The Petri Dish: Yes, legislature did raise a lot of taxes, fees this year

State lawmakers outdid themselves this year in the assortment of ways they chose to extract more bucks from you, your neighbor, and even your friends in Oregon.

They passed and Democratic Gov. Jay Inslee signed 51 bills containing a means of generating money to help pay for what the state does now and will try to do in the near future for its 7.5 million residents. In sheer numbers, the Class of 2019 outproduced their predecessors in this arena. There were 17 tax and fee bills enacted in 2018 and 32 in 2017, according to statistics compiled by the Office of Financial Management.

In the four years before that, the high-water mark was 30. It occurred in 2015 when, like in 2017 and 2019, a new two-year budget got written. There tends to be more tax and fee changes in such years. Some of this year’s changes are starting to take effect.

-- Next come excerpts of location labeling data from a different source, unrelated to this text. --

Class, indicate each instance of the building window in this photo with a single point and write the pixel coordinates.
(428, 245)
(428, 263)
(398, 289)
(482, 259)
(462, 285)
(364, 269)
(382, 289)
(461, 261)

On the fee front, for example, people will pay a few dollars more to get a copy of a death certificate, file a small claims court action or transact business with a vehicle licensing subagent.

If you only fish for smelt, a new law says you will soon need a special license to do so. And the state is going to allow delivery robots to operate on public sidewalks. You must fork out $50 to register each one you want to deploy.

It was on taxes where the political battles were most heated and where the public reaction may be most strong. During the session, Democrats used their majorities in the House and Senate to muscle past resistant Republicans in order to pass a gamut of measures.

Residents of Oregon and other states without a sales tax are no longer exempt from paying it in Washington. Oil companies will be paying a higher tax on the amount of petroleum they move. And if you vape, prepare to have products taxed by the milliliter starting this October.

This January, the tax rate paid by an estimated 82,000 professional service businesses will rise a little. It will be going up a lot more for a handful of Big Banks. Lurking down the road in 2022 is a new paycheck deduction for a first-in-the-nation program to provide assistance for long-term care. Also looming, tolls on the southern end of Interstate 405.

And the list of tax and fee bills compiled by the Office of Financial Management actually excludes two pieces of legislation with noticeable pocketbook impacts.

One is the two-year transportation budget, a provision of which is spurring a hike in fares on state ferries. The other lifted the cap on local school levies, which will result in higher property tax rates for homeowners in some school districts.

Add all of this up and the resulting new revenue will enable a significant expansion of programs and services for children, seniors, college students, those with mental health issues and those who are homeless.

It’s also triggered another Tim Eyman tax-limiting initiative. He vowed to file signatures July 5 to get his measure on the November ballot. Regardless, Republicans will be talking to voters in 2020 about the amount of fees and taxes raised in the midst of a strong economy. And for a few Democrats, this year’s performance could come back to haunt them.